Cependant, son esprit confus était torturé par des milliers de questions sans réponses... À qui appartenait ce corps ? Qu'était-elle devenue ? Pire, avec tous ces discours sur la réincarnation, que se produirait-il à sa mort ? Était-ce ce tourbillon de lumière qui attendait son retour ? Le néant ? Peut-être une nouvelle vie ? Ses souvenirs resteraient-ils intacts ? Son sexe avait changé... sa race était-elle menacée aussi ? Et à supposer que les paroles de son Goelier soient vraies que se passerait-il si la réincarnation emprisonnait sa mémoire dans une forme de vie inférieure...En s'imaginant devenir une vulgaire plante ou un insecte rampant tout son être frissonna de dégout.

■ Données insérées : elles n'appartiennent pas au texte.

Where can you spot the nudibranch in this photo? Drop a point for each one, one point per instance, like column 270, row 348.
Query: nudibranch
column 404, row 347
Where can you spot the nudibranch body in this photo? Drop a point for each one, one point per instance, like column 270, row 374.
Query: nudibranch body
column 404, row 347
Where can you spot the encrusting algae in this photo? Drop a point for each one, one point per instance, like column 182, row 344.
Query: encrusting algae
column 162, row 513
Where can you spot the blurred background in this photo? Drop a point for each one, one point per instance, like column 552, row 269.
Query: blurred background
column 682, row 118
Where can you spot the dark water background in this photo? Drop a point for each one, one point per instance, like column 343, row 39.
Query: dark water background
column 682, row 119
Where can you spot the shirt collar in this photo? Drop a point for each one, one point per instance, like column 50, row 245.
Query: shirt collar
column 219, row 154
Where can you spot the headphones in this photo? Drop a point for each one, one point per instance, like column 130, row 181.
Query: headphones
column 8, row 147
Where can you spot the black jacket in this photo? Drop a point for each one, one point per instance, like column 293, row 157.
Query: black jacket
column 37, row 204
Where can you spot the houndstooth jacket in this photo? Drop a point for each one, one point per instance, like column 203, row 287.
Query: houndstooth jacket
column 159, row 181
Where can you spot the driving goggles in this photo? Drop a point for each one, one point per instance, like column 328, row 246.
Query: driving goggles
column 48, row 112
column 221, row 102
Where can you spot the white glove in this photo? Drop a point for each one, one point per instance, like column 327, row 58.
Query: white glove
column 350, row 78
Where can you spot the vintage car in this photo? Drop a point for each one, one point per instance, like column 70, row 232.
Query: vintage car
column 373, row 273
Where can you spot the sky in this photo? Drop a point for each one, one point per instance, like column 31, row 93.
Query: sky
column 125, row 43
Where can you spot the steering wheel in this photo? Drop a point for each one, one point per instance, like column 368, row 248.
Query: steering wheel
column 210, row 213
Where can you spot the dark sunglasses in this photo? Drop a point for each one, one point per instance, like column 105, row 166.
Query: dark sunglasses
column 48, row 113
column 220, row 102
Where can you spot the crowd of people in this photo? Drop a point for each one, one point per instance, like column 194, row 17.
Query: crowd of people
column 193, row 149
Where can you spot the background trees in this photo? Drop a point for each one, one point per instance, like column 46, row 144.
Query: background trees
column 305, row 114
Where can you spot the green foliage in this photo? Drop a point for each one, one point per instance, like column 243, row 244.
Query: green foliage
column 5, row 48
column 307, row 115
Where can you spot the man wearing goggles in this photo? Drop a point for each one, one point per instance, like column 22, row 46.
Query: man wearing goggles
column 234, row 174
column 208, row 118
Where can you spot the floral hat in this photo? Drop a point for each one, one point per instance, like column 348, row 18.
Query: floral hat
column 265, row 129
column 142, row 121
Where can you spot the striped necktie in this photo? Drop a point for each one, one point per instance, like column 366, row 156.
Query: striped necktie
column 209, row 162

La conscience éthérée revint à elle. Pour ne plus y penser, elle anima son regard et son attention survola les courbures de son corps. Bien que sveltes, ses formes n'en étaient pas pour autant en reste. Féline elle s'étira longuement, laissant ses petits seins gonflés pointer, comme autant d'invitations à la caresse. Décidément la situation n'était pas si mauvaise. Quelques secondes, ses doigts s'égarèrent, frôlant tant sa poitrine que son bas ventre, découvrant les sensations nouvelles. Mais l'aspect inhabituel eut tôt fait de déconcerter. Sa conscience n'était vraiment pas à l'aise dans cette anatomie étrangère alors l'inspection cessa bien vite.

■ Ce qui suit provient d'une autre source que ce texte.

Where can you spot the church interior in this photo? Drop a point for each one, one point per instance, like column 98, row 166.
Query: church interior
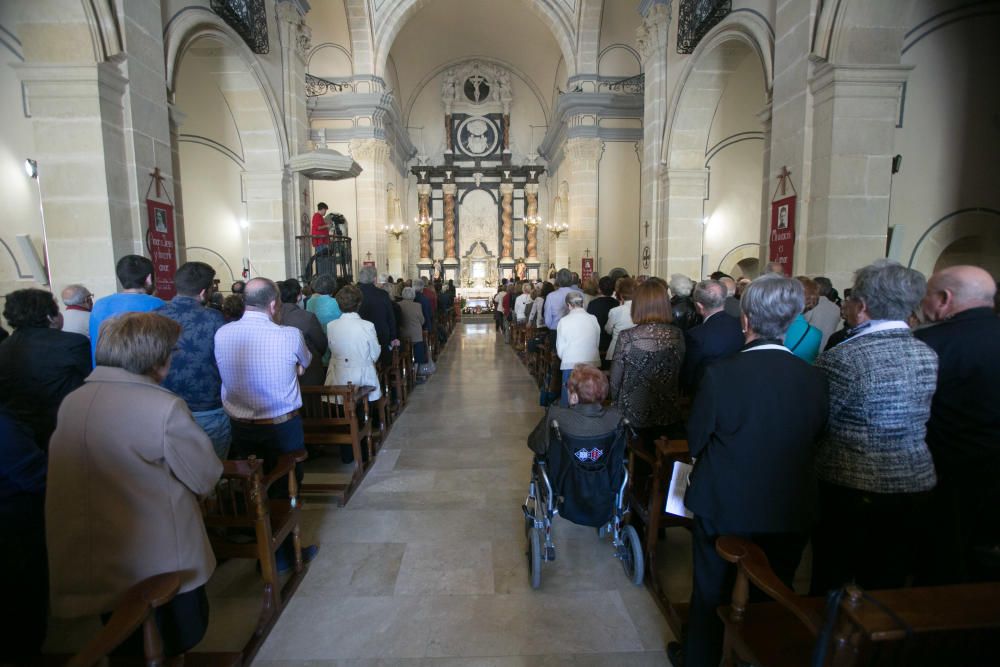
column 481, row 141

À nouveau, on martela à l'entré. Misant sur la grosse truie qui s'impatientait, sa voix aiguisée éclata vivement :

« Une minute ! »

Il fallait finalement penser à s'habiller... évidemment le soutien-gorge resta seul par terre, l'enfiler aurait été une épreuve trop difficile. Les autres vêtements collèrent à sa peau, mais à son grand soulagement la chaleur des radiateurs l'emprisonnait dans un cocon de douceur. Le tissu était de mauvaise qualité et l'apparence générale celle d'une banale tunique sombre. Des habits sobres et utilitaires qui ne l'empêchèrent pas de se précipiter à la porte.

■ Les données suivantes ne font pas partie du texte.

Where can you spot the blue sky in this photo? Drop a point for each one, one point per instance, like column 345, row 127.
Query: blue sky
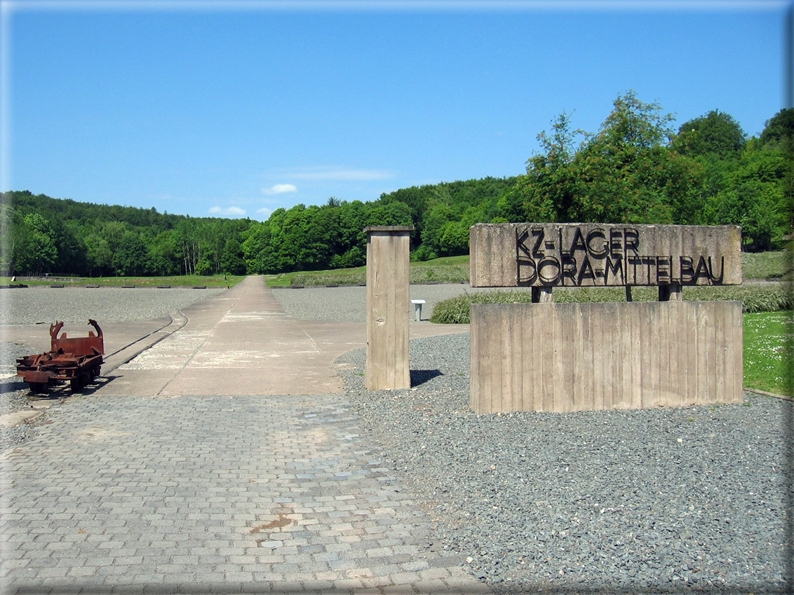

Aussitôt, la main d'un géant fusa de l'encadrement. La poigne puissante s'abattit vivement, enserrant la jeune femme à la gorge, la piégeant dans un étau de fer. L'homme qui jaillit alors dans la pièce était énorme et terrifiant, un ours chauve aux bras colossaux qui souleva sa proie pour la plaquer contre le mur. Sa voix sourde explosa en un beuglement horrifiant :

« Petite catin ! T'es pas au rendez-vous et j'apprends que tu dépenses le fric ici ?! Où est ce foutu collier ?! Je te jure que si tu l'as vendu je te crève. »

Incapable de bouger, ou de même respirer dans ce corps amoindri, le Seigneur captif fit la seule chose à laquelle il put penser. Laissant remonter une grosse glaire de sa gorge, il cracha au visage de son assaillant.